There are at least five threads at the creditboards forum that illustrate my point (see the threads here, here, here, here, and here). A couple of the people who have suffered adverse action in the past 24 hours are, what I would imagine, very low-risk customers. Doesn't matter, apparently. American Express is taking a knife to these limits.
(Also, make no mistake. I am referring to American Express cards that are underwritten by the American Express Centurion Bank. This column is not applicable to American Express-branded cards that are underwritten by banks such as Citibank, Bank of America, HSBC, USAA, etc.)
Users at creditboards aren't the only ones suffering adverse action, either. A lady who was interviewed by the Los Angeles Times saw her $30,000 limit card cut to $1,000. See story here. A quick search on Google will likely turn up other stories as well.
There is also a thread at creditboards.com regarding a RUMOR that American Express may be getting out of the credit card business (as opposed to the charge card biz). I don't know where this information is coming from, so I cannot give the rumor any credence. Could be a poster simply trying to scare people for all I know. (Update: the poster said this about the rumor: "A friend of mine from California works at a bank and that is what they talked about at the water cooler...it is just a RUMOR.")

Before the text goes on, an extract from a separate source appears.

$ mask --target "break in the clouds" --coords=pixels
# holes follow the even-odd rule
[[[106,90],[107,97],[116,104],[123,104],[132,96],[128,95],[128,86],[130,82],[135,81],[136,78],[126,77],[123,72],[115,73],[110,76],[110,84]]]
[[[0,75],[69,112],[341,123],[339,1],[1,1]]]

Notwithstanding that rumor, it would not shock me if Amex was getting out of the credit card business (though it's unlikely). American Express has its roots in the charge-card biz. Amex seems to have a real disdain for customers who carry a balance on credit cards (that can be revolved each month). As I've said before, if American Express wants these people to pay in full each month, why is it even in the CREDIT card business?
A couple of months ago, when I applied for my Amex card, I wrote a very lengthy article about my game plan for American Express. After the last couple of days, I'm convinced that my rationale for getting a charge card instead of a credit card was spot on. American Express, at the end of the day, seems to be struggling with its decision to be a credit-card company (in addition to being a charge-card company).
Most of the slashing during the past 24-48 hours has centered around credit cards (though I have seen some charge cards get their exposure limits reduced as well). By and large, though, I think that American Express -- for now -- is going after credit card customers first (no proof, it's just my hunch). After that, maybe they make a run at charge-card customers.
I'll keep saying this until I am blue in the face: diversify, diversify, diversify. You never know when a creditor will start taking a torch to credit limits. Have backups to your other creditors.
We're living during a very uncertain time right now. People are on edge.
I imagine these latest American Express moves are not helping things.